China Appears Ready to Dump its U.S. Treasury Bonds
By Chriss Street
Although investors hang on every comment by Federal Reserve Chairwoman Janet Yellen to get insight on the direction of interest rates and what it means for the economy and asset prices, the real power to determine U.S. interest rates may be in the hands of China, according to Lombard Street Research. Facing an overvalued currency that is hurting corporate profits and slowing growth, China appears ready to dump its $1.3 trillion in U.S. Treasury bonds to drive U.S. interest rates up to strengthen the dollar.
The secret to China’s spectacular growth beginning in the early 1990s was devaluing its currency to the U.S. dollar from 2.8 Chinese yuan to 8.7 yuan. The devaluation cut the cost of Chinese labor by -68% and launched the cheap labor manufacturing boom. Exports as a percent of GDP grew from about 13% in 1994 to 39% of GDP in 2007.

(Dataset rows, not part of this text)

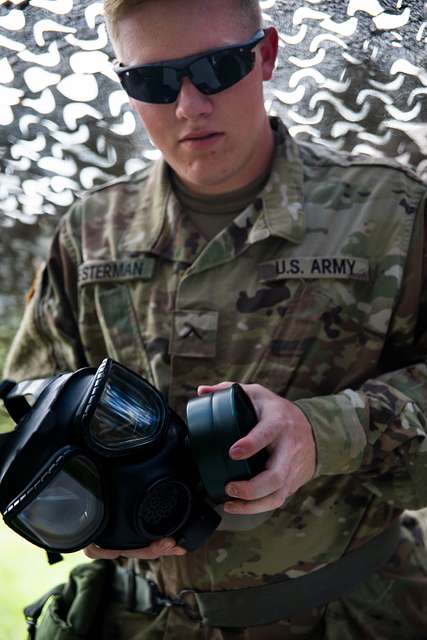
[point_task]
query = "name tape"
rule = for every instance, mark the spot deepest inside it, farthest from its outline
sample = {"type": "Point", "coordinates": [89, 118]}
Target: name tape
{"type": "Point", "coordinates": [344, 268]}
{"type": "Point", "coordinates": [95, 271]}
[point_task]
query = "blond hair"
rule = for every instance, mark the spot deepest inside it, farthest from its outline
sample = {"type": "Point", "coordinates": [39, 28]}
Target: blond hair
{"type": "Point", "coordinates": [115, 10]}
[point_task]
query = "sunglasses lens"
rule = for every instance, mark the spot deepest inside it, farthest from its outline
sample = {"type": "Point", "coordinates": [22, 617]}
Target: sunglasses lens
{"type": "Point", "coordinates": [210, 73]}
{"type": "Point", "coordinates": [221, 70]}
{"type": "Point", "coordinates": [156, 85]}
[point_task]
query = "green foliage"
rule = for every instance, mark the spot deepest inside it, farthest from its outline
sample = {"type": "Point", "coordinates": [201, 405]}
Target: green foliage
{"type": "Point", "coordinates": [25, 576]}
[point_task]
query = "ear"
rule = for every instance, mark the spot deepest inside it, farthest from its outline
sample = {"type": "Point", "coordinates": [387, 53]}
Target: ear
{"type": "Point", "coordinates": [269, 49]}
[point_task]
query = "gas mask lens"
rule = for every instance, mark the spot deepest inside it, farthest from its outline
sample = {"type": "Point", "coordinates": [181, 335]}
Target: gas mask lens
{"type": "Point", "coordinates": [68, 510]}
{"type": "Point", "coordinates": [126, 412]}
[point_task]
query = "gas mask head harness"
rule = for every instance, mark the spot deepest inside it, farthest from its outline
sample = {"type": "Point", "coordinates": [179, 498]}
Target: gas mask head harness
{"type": "Point", "coordinates": [98, 456]}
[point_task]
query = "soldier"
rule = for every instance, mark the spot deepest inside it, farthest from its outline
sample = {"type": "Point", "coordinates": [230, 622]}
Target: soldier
{"type": "Point", "coordinates": [298, 272]}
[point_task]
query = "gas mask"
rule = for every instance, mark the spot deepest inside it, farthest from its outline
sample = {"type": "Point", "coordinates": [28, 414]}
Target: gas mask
{"type": "Point", "coordinates": [98, 456]}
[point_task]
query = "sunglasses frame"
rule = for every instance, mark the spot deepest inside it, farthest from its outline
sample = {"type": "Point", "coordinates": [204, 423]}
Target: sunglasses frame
{"type": "Point", "coordinates": [181, 65]}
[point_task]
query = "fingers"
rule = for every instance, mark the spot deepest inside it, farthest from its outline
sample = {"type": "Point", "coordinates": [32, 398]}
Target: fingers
{"type": "Point", "coordinates": [157, 549]}
{"type": "Point", "coordinates": [262, 485]}
{"type": "Point", "coordinates": [205, 388]}
{"type": "Point", "coordinates": [269, 503]}
{"type": "Point", "coordinates": [260, 437]}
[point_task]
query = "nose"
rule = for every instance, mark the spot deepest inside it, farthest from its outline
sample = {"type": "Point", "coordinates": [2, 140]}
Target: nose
{"type": "Point", "coordinates": [191, 103]}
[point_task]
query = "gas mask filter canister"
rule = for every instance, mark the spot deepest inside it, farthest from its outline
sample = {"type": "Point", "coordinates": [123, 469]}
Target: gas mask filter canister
{"type": "Point", "coordinates": [98, 456]}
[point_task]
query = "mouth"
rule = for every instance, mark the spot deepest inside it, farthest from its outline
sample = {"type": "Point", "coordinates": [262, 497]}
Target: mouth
{"type": "Point", "coordinates": [202, 138]}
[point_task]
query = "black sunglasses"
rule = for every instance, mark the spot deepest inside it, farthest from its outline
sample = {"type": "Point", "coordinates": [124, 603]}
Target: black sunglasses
{"type": "Point", "coordinates": [211, 72]}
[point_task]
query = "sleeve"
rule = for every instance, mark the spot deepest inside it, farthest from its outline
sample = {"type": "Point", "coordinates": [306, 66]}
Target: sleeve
{"type": "Point", "coordinates": [379, 431]}
{"type": "Point", "coordinates": [48, 340]}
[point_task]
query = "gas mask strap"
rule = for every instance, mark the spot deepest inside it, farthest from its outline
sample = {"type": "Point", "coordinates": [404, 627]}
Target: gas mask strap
{"type": "Point", "coordinates": [53, 557]}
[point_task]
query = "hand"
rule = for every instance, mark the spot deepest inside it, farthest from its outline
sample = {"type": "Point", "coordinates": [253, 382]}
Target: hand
{"type": "Point", "coordinates": [286, 433]}
{"type": "Point", "coordinates": [157, 549]}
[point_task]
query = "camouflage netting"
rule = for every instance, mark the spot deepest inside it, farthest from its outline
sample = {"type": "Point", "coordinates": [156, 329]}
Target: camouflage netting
{"type": "Point", "coordinates": [351, 73]}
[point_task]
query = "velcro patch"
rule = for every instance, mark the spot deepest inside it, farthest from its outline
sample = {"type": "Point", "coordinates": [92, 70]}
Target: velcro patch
{"type": "Point", "coordinates": [342, 267]}
{"type": "Point", "coordinates": [116, 270]}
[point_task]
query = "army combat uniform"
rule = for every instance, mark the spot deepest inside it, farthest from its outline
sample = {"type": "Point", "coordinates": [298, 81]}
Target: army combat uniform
{"type": "Point", "coordinates": [318, 292]}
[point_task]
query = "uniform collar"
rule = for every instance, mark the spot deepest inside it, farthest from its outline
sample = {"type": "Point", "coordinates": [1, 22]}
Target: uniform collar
{"type": "Point", "coordinates": [278, 210]}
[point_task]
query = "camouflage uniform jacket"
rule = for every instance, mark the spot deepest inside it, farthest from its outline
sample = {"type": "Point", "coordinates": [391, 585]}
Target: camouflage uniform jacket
{"type": "Point", "coordinates": [316, 291]}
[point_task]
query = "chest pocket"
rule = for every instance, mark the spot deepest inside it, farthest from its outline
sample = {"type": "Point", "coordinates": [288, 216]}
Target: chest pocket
{"type": "Point", "coordinates": [320, 340]}
{"type": "Point", "coordinates": [119, 326]}
{"type": "Point", "coordinates": [108, 319]}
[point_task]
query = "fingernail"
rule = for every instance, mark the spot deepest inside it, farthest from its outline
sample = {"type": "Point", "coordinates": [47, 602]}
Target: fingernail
{"type": "Point", "coordinates": [232, 491]}
{"type": "Point", "coordinates": [166, 546]}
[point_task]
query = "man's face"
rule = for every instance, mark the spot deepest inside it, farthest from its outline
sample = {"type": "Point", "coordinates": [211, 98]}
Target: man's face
{"type": "Point", "coordinates": [215, 143]}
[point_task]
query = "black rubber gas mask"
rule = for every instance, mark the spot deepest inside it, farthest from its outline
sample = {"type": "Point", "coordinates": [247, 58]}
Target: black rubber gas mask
{"type": "Point", "coordinates": [98, 456]}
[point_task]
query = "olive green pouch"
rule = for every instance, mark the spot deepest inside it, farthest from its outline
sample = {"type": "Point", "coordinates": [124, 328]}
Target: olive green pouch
{"type": "Point", "coordinates": [73, 611]}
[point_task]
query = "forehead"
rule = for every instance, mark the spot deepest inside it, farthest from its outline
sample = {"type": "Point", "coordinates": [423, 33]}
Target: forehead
{"type": "Point", "coordinates": [170, 29]}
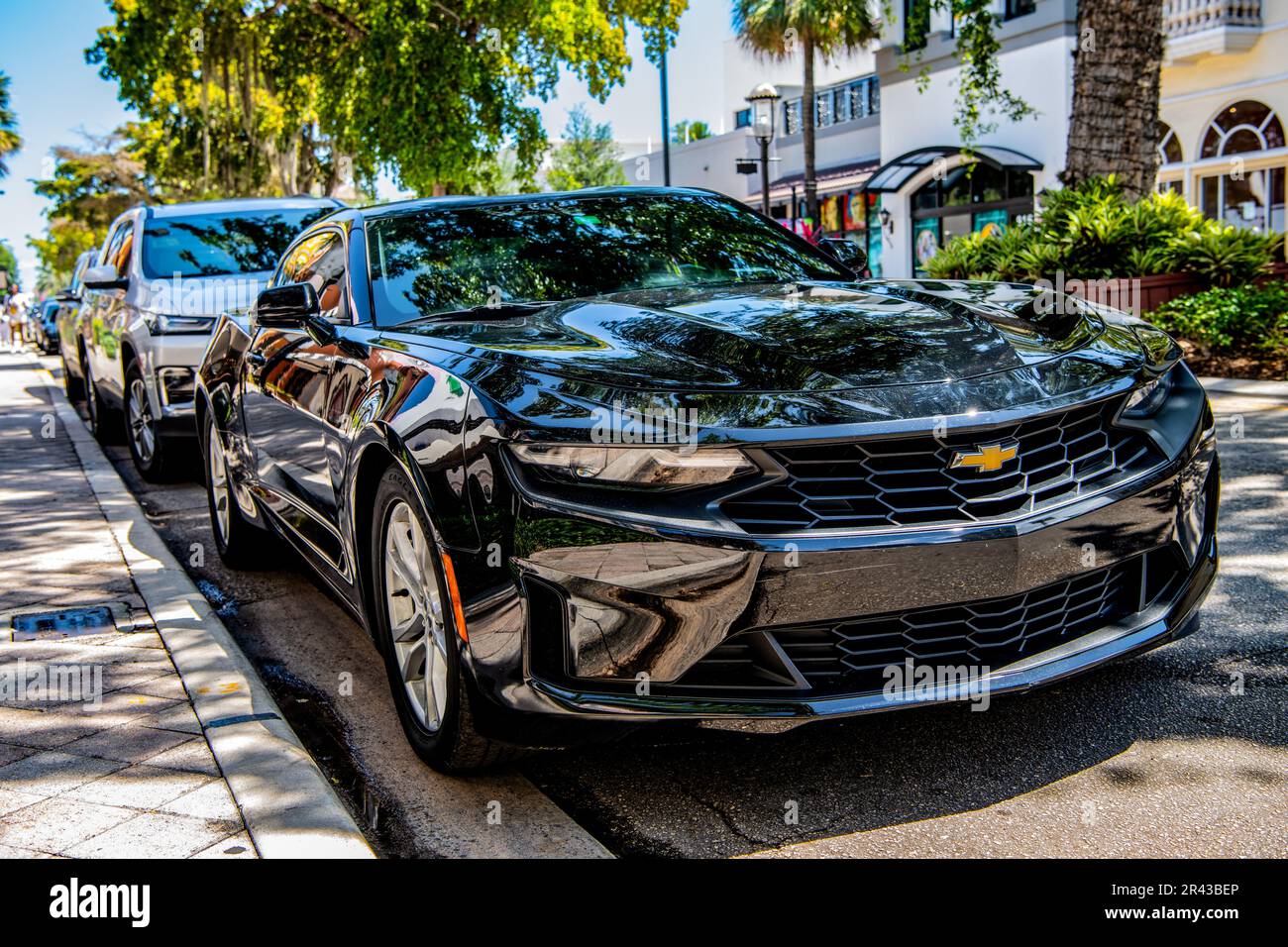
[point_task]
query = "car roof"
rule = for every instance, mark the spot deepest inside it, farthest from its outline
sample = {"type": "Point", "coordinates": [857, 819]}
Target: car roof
{"type": "Point", "coordinates": [232, 205]}
{"type": "Point", "coordinates": [415, 204]}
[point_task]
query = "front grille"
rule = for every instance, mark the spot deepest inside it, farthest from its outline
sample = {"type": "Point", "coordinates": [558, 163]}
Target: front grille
{"type": "Point", "coordinates": [850, 656]}
{"type": "Point", "coordinates": [909, 480]}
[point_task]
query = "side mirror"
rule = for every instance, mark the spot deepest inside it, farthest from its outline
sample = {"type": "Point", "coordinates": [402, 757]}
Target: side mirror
{"type": "Point", "coordinates": [846, 253]}
{"type": "Point", "coordinates": [103, 278]}
{"type": "Point", "coordinates": [287, 307]}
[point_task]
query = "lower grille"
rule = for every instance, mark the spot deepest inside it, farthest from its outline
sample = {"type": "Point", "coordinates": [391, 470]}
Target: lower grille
{"type": "Point", "coordinates": [850, 656]}
{"type": "Point", "coordinates": [911, 480]}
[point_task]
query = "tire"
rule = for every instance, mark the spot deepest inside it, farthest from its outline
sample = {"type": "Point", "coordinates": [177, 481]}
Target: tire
{"type": "Point", "coordinates": [433, 707]}
{"type": "Point", "coordinates": [240, 543]}
{"type": "Point", "coordinates": [102, 420]}
{"type": "Point", "coordinates": [151, 451]}
{"type": "Point", "coordinates": [73, 386]}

With the export boom causing huge labor demand, approximately 200 million rural Chinese moved to cities from to 2000 to 2007. During the period, China’s Shanghai Stock Index vaulted +330%, while the U.S. S&P Index was only up +11%.
But since 2006, the Federal Reserve and both the Bush and Obama Administrations have pursued weak dollar policies by pushing interest rates down. This caused the exchange rate of the dollar to weaken and the yuan to strengthen from 8.3 yuan to 6 yuan to the dollar. The +28% currency increase hammered Chinese competitiveness and exports fell from 39% to 26% of GDP of the Chinese economy.
China tried to slow the fall of the dollar by increasing its holdings in U.S. Treasury bonds from $400 billion in 2007 to $1.33 trillion at the end of 2013. Despite spending almost a trillion dollars on U.S. Treasury purchases, the weak dollar policy caused the Shanghai Index to fall by -38%. But during the same period the U.S. S&P Index rose by +199%.
As the overvalued yuan caused China export competitiveness to evaporate, China has tried to “rebalance its economy” to avoid massive unemployment by shifting to service industries. But “an expensive currency in a world of weak demand makes it impossible for China to rebalance its economy without a collapse,” according to Lombard.
China’s $1.3 trillion of U.S. Treasury bonds sounds like 7% of the $17.7 trillion U.S. federal debt outstanding, but a third of the debt was supposedly “purchased” by the U.S. government to back Social Security and other purposes. Of the net U.S. public debt outstanding, China owns about 1 in every 7 dollars of U.S. Treasury Bonds.
“For a long time the threat that Beijing might sell US Treasuries rang hollow, but no longer” according to Lombard. “Growth trouble across the Pacific may have a much bigger impact on US yields in 2015 and 2016 than the expected pace of US central bank tightening” from the Federal Reserve.